Adhesive manufacturers usually agree that cost is probably the biggest factor, because lead-free solder contains silver, copper, and tin. Silver is the most expensive, dominant conductive filler used in electrically conductive adhesives because others do not provide the level of conductivity required. In addition, a higher amount of silver is needed to achieve conductivity. It must be loaded into the adhesive to exceed the percolation point. The percolation point is the level at which the particles begin to contact each other to form a conductive network.

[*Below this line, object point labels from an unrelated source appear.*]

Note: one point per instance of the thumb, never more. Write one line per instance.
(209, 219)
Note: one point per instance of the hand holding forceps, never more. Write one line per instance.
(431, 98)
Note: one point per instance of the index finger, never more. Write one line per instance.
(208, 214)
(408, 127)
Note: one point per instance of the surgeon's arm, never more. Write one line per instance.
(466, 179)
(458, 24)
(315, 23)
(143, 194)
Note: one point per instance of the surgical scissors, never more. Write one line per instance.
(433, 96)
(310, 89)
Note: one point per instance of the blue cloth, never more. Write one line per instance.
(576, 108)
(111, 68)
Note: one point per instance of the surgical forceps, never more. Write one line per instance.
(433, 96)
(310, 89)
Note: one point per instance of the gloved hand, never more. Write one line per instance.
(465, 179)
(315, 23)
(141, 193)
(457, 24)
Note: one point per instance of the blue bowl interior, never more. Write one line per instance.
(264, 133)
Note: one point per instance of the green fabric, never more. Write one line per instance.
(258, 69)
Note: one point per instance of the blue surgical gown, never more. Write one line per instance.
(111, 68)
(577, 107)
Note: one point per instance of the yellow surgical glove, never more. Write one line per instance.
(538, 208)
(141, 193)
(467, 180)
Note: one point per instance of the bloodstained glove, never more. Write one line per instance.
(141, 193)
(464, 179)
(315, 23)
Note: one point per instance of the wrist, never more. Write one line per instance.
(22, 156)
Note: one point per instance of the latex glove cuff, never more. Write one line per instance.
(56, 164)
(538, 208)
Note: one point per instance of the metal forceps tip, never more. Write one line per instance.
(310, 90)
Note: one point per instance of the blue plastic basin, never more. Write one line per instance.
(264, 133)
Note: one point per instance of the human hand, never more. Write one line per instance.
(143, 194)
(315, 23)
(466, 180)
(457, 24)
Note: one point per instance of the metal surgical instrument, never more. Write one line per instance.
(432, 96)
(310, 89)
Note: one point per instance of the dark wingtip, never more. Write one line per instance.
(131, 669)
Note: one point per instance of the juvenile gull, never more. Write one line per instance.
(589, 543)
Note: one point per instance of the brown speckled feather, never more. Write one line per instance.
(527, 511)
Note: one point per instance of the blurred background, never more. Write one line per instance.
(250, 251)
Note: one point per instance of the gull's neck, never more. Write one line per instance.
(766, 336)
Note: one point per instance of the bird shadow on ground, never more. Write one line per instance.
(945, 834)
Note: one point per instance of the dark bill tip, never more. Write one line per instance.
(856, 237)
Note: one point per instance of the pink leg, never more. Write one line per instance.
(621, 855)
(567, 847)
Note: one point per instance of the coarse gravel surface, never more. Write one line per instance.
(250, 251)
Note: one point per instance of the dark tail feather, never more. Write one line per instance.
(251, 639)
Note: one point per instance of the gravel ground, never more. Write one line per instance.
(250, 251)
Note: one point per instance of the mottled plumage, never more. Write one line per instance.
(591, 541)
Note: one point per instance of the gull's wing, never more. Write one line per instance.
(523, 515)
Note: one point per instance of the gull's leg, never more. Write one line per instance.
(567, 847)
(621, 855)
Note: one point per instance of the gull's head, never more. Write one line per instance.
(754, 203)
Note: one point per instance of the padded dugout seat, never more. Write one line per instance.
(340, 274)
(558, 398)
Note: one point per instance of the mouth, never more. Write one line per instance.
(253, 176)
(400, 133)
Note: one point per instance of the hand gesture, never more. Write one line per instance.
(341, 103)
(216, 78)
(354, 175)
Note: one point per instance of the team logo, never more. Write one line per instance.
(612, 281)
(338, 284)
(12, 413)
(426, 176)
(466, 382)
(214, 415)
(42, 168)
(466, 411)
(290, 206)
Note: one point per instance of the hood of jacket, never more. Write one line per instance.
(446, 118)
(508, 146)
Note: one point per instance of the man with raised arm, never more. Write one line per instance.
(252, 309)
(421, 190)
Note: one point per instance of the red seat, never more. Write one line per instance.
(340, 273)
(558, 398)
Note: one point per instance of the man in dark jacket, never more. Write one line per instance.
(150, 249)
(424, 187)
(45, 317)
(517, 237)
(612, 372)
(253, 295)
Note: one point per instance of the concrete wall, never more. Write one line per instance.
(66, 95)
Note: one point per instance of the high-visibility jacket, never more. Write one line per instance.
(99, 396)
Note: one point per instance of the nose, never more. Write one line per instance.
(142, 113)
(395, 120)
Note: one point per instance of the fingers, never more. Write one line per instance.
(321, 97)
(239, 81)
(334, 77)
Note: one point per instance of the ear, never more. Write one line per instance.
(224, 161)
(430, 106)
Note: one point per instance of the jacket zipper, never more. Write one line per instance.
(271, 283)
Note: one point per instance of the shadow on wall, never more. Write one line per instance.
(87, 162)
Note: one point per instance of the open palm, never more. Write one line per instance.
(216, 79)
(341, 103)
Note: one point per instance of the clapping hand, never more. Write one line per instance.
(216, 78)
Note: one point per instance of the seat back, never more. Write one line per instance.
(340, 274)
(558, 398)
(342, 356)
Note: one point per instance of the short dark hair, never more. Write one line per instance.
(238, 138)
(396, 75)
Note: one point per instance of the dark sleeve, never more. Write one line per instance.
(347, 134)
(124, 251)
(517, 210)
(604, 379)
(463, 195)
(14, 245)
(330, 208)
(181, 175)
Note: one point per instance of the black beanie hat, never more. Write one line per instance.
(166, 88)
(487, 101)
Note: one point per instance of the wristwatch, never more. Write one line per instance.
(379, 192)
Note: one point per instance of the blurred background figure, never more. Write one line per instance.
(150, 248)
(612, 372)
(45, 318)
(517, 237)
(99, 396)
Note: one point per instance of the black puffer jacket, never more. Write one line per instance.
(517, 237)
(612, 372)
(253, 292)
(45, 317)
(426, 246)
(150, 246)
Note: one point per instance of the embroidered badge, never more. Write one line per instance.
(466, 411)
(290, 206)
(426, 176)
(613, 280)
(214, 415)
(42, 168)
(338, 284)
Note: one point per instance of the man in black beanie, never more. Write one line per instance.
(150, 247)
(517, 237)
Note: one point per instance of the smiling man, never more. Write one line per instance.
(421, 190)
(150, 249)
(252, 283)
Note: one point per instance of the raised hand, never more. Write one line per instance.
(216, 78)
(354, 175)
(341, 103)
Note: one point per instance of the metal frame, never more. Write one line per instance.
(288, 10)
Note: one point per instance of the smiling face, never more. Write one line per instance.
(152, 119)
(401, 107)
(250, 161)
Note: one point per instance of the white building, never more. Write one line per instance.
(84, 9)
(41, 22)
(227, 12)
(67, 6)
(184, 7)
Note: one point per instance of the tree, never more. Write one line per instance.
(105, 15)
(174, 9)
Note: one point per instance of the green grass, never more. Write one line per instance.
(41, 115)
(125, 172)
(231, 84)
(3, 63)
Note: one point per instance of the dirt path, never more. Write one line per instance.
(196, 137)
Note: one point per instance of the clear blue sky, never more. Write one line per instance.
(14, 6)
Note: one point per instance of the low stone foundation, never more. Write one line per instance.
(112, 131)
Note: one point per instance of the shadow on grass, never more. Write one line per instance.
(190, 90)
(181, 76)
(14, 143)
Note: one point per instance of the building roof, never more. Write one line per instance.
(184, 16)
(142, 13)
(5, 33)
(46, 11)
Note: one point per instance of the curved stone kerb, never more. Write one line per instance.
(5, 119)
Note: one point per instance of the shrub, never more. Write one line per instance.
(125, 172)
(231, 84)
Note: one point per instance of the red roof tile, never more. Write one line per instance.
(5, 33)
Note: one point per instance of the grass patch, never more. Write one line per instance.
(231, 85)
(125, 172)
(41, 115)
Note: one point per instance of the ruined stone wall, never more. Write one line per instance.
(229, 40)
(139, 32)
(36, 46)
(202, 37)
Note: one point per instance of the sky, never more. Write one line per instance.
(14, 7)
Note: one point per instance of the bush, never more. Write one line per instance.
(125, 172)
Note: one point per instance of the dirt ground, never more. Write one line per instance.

“One of the most interesting features of adhesives that may not be widely known is that the amount of material you need is significantly less compared to solder paste. Typical solder paste stencil printing requires a stencil thickness from about 100 to 220 µm. With electrically conductive adhesives, this is cut in half; stencil thicknesses then range from 50 to 70 µm,” Dreezen says. DW
Emerson & Cuming
Master Bond, Inc.
When you plan to design a new device, three primary factors may determine whether conductive adhesives should be considered.
• What is your design going to look like five years from now? If it is going to be smaller, lighter, or
contain more functions, it may be worthwhile to consider an adhesive.
• Can your components handle the higher temperatures required for the solder reflow process?
• Two years from now, will the device be 1/10 the size or cost half as much?
Don’t expect a drop-in
Compared to solder, conductive adhesive has different processing characteristics, and you may need to specify it into your design and learn how to work with it early in the design stage. Otherwise, you could encounter issues later on. What’s more, you do not need to upgrade your production line significantly; often, you can use your traditional production equipment. However, you cannot run an adhesive on the same line and expect to process it in the same way as solder. “An adhesive is not a drop-in replacement. But time spent on education may be worth the extra effort,” says Dreezen.
Overcome solder hierarchy
Adhesives can be used alongside solder in the same assembly to overcome an issue called solder hierarchy. Often, different types of materials need to be processed — some more often than the others. Each time the assembly is processed, it becomes more sensitive to heat. To overcome the problem, a higher temperature solder can be used for the first assembly pass. When the assembly is ready to process a second material, a lower temperature solder is used, so the higher temperature solder will remain in position.
Adhesives do not have this problem after the materials cure. At higher temperatures, they may soften but not move. In some applications, you can use an adhesive to attach the components on the circuits that are sensitive to additional reflow processing. “The assembly might not even have to be reflowed,” says Cheng.